British banking group HSBC has come out top in a study that examines how global banks are tackling the risks and challenges posed by global warming and climate change.
The study of 40 global banks evaluated how each institution is addressing climate change in five areas - board of director oversight, management performance, public disclosure, greenhouse gas (GHG) emissions, accounting and strategic planning.
European banks dominate the top of the table, with HSBC coming scoring 70 out 100 points. HSBC was found to be active in all five of the areas evaluated.
Last year HSBC unveiled a $90 million global environmental efficiency programme. The money will be spent over five years to reduce the bank's impact on the environment through a series of initiatives, including the introduction of renewable energy technology, and water and waste reduction programmes.
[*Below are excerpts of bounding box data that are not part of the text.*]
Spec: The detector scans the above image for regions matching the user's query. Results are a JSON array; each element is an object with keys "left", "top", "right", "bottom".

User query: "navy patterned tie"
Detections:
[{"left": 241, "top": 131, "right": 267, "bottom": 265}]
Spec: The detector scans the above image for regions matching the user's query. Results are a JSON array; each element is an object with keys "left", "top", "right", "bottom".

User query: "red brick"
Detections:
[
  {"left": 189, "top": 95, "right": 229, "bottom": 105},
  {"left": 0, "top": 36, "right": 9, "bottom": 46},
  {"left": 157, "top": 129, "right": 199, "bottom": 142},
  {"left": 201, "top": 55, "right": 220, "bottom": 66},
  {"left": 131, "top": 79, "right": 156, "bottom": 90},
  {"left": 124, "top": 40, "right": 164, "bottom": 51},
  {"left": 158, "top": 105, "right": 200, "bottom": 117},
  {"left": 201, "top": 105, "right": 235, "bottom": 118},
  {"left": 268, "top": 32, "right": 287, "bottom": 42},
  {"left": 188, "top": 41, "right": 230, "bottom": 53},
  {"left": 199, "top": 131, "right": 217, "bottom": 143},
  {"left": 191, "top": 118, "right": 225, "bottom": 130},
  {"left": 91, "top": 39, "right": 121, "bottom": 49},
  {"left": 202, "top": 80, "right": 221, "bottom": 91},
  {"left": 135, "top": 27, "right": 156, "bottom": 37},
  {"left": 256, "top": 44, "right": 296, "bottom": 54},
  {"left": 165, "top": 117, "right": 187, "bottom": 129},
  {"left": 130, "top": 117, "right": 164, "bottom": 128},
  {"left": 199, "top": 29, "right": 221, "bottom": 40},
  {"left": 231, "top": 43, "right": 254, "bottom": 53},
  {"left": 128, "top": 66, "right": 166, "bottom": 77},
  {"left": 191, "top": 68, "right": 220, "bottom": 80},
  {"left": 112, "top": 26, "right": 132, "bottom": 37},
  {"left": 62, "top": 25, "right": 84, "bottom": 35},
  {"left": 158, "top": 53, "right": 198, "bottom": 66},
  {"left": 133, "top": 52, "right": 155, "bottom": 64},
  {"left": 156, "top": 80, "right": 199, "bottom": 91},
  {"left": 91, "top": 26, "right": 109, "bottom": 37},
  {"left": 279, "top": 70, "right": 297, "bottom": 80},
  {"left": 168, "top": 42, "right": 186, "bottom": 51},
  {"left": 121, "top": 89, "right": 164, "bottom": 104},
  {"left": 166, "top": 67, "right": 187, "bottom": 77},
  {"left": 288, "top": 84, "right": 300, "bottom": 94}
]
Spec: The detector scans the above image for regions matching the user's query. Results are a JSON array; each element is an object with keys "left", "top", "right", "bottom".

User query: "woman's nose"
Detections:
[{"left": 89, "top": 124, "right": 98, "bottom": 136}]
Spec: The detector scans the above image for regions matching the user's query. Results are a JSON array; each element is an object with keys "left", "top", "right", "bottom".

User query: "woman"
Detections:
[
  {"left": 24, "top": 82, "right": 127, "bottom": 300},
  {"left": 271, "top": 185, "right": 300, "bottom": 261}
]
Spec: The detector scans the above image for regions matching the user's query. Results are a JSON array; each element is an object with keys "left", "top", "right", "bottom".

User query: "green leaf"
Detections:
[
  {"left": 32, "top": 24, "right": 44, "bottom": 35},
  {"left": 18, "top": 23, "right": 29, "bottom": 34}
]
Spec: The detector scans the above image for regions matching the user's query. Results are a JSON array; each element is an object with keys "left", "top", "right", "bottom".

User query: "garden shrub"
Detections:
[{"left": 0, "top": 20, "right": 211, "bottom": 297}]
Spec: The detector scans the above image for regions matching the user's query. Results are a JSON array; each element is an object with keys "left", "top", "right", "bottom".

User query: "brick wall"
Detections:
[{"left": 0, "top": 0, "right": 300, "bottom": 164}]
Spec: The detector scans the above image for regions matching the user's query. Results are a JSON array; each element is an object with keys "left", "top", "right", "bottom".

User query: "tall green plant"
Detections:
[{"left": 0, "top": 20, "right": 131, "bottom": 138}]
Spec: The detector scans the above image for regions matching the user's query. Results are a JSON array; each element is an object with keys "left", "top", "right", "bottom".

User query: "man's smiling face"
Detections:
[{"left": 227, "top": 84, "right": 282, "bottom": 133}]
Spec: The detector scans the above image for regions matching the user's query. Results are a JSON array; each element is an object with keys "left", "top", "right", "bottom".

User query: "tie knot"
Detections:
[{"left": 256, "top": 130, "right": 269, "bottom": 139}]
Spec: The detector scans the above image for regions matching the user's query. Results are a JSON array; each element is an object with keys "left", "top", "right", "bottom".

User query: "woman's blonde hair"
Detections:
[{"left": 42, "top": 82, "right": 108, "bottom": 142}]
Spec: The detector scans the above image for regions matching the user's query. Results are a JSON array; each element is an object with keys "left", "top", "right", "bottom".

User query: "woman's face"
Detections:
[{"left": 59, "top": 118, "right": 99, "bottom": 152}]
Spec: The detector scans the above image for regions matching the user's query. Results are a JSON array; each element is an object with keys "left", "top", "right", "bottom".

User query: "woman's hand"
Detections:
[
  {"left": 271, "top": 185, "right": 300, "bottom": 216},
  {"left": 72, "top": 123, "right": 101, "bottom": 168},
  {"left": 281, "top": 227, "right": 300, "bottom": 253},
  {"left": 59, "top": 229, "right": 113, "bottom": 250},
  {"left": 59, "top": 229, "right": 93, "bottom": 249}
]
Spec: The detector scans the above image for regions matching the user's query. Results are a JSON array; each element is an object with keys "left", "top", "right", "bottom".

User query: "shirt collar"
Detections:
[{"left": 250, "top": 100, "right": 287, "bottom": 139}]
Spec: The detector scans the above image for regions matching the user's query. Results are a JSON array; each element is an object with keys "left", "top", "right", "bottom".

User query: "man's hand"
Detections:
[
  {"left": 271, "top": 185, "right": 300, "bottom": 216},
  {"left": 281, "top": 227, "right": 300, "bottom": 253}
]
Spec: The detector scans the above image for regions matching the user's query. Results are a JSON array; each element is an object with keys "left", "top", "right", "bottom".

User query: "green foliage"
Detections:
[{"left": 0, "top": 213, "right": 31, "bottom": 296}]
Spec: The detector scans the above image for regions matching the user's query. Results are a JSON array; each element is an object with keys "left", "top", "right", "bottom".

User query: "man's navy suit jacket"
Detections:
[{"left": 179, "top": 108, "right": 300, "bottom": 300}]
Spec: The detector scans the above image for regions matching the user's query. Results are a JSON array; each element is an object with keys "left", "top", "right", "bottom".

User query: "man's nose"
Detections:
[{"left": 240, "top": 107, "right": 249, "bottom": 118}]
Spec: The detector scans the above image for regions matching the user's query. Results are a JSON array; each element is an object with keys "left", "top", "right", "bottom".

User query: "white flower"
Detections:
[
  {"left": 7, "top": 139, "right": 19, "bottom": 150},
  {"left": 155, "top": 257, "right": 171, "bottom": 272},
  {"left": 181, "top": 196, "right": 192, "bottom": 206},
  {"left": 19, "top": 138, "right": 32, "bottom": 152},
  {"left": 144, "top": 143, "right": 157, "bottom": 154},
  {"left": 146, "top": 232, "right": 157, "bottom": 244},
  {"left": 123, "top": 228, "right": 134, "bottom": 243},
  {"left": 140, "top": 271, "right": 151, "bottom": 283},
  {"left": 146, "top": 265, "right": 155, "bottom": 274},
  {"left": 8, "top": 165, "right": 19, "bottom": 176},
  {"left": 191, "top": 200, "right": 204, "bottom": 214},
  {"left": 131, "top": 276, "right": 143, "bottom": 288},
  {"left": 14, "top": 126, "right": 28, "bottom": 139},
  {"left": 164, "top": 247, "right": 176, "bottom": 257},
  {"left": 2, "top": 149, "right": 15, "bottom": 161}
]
HSBC's direct banking subsidiary first direct also disclosed plans to to install automated computer shut down software in an effort to reduce its carbon emissions by 147 tonnes and save £24,000 per year on energy costs.
ABN Amro came second in the study with 66 points, followed by UK banking groups Barclays and Hbos which both scored 61 points. Germany's Deutsche Bank follows with 60 points.
Citigroup and Bank of America posted the highest scores among the 16 US banks included in the study, with 59 and 56 points respectively.
But more than half of the 40 banks studied scored under 50 points. The overall median score was 42 points.
US investment bank Bear Stearns came bottom of the table with zero points, just below San Francisco-based Franklin Resources which was awarded one point. Just above that Bank of China got four points and Industrial Bank of China earned eight points.
The research was conducted by RiskMetrics Group for Ceres - a coalition of investors, environmental groups and other public interest groups - which directs the Investor Network on Climate Risk (INCR), a network of 60 institutional investors.
Despite the poor results, Ceres says that a growing number of European, US banks and Japanese banks are responding to the risks and opportunities presented by climate change, primarily by setting internal GHG reduction targets, boosting climate-related equity research and elevating lending and financing for clean energy projects.
But only "a handful" of the 40 banks have begun integrating climate risks into their core business of lending by pricing carbon into their finance decisions or setting targets to reduce GHG emissions in their lending portfolios, says Ceres.
"More banks realise that climate change is a big business issue, but their responses so far are the tip of the iceberg of what is needed to tackle this colossal global challenge," says Mindy Lubber, president of Ceres. "As a key provider of capital and financing worldwide, banks must do more to move the economy away from fossil fuels and high-carbon investments that are exacerbating climate change."
The study found that only a dozen of the 40 banks have board-level involvement and all but one of those firms are non-US-based. Furthermore, only 28 of the banks have calculated and disclosed GHG emissions from operations and just 24 have set some set some type of internal reduction target.
Only a half-a-dozen banks are formally calculating carbon risks in their loan portfolios, and only one of the 40 banks - Bank of America - has announced a specific target to reduce greenhouse emissions associated with the utility portion of its lending portfolio.
No bank has set a policy to avoid investments in "carbon-intensive projects", such as conventional coal-fired power plants, says Ceres.